Objective: To assess the impact of social support on family caregivers of schizophrenia patients.
Method: The cross-sectional, observational study was conducted at Menur Mental Health Hospital, Surabaya, Indonesia, from June to July 2021, and comprised family caregivers aged 20-60 years who lived with schizophrenia patients. Data was collected using the Indonesia version of Zarit Burden Interview and the social support questionnaire. Data was analysed using SPSS 25.
Results: Of the 160 subjects, 87(54.4%) were males and 73(45.6%) were females, and 88(55%) were adults, while 36(22.5%) had duration of care >10 years. All the 160(100%) patients had been receiving regular treatment. There were 64(40%) respondents who reported having good social support. The correlation between social support and the family caregiver burden related to schizophrenia patients was significant (p< 0.05).

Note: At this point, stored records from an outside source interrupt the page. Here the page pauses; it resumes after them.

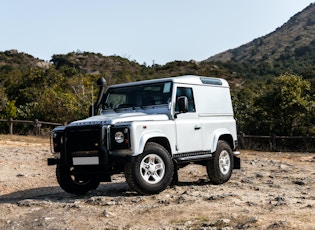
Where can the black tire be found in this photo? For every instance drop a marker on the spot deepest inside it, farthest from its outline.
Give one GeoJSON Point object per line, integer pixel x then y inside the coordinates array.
{"type": "Point", "coordinates": [220, 167]}
{"type": "Point", "coordinates": [75, 184]}
{"type": "Point", "coordinates": [151, 172]}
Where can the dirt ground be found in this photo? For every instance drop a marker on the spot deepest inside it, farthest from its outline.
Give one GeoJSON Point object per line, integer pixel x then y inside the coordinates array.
{"type": "Point", "coordinates": [271, 191]}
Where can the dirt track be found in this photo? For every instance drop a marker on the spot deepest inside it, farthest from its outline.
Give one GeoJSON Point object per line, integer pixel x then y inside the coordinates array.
{"type": "Point", "coordinates": [271, 191]}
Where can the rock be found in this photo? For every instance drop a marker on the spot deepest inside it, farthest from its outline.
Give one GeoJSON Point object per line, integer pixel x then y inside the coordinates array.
{"type": "Point", "coordinates": [298, 182]}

Conclusion: There was a significant relationship between social support and burden on family caregivers of schizophrenia patients.
Keywords: Caregiver, Schizophrenia, Burden, Psychiatric, Ambulatory care. (JPMA 73: S-42 [Suppl. 2]; 2023)
Schizophrenia affects around 20 million people worldwide.1 In Indonesia, 13% of the diseases are mental health disorders and this figure will increase to 25% by 2030. Basic Health Research in Indonesia (RISKESDAS) showed that there were 6% people with schizophrenia in East Java.2 Furthermore, in Surabaya, data from Menur Mental Health Hospital (MMHH) in 2020 showed that there were 9,994 outpatients with schizophrenia.3 These numbers indicate a large number of family caregivers also for schizophrenia patients.
Patients with schizophrenia have functional disabilities,4 and need support, especially from their families.4,5 However, family caregivers often experience a psychological and physical burden in caring for such patients. They experience a feeling of boredom, fatigue and a decrease in quality of life.6,7
Family caregivers have many stressors when caring for patients with schizophrenia.8 They have to spend most of their time taking care of the patients to obtain health outcomes. Caregivers also experience social stigma,9,10 which causes shame and social withdrawal among them. In addition, the high cost of care and changes in the roles and responsibilities of the family caregivers cause uncertainty in life.9
Social support is needed to maintain the psychological wellbeing and to share the burden of family caregivers.6,11 Previous studies regarding social support have show heterogeneity.12 The current study was planned to assess the relationship between social support and the burden of family caregivers of schizophrenia patients.
Subjects and Methods
The cross-sectional, observational study was conducted at MMHH, Surabaya, Indonesia, from June to July 2021. After approval from the institutional ethics review board, the sample was raised using random sampling technique. Those included were family caregivers from among those who visited the MMHH outpatient clinic, were aged 20-60 years, and lived with the patients. Informed consent was obtained from all the subjects, and those who did not want to participate were excluded.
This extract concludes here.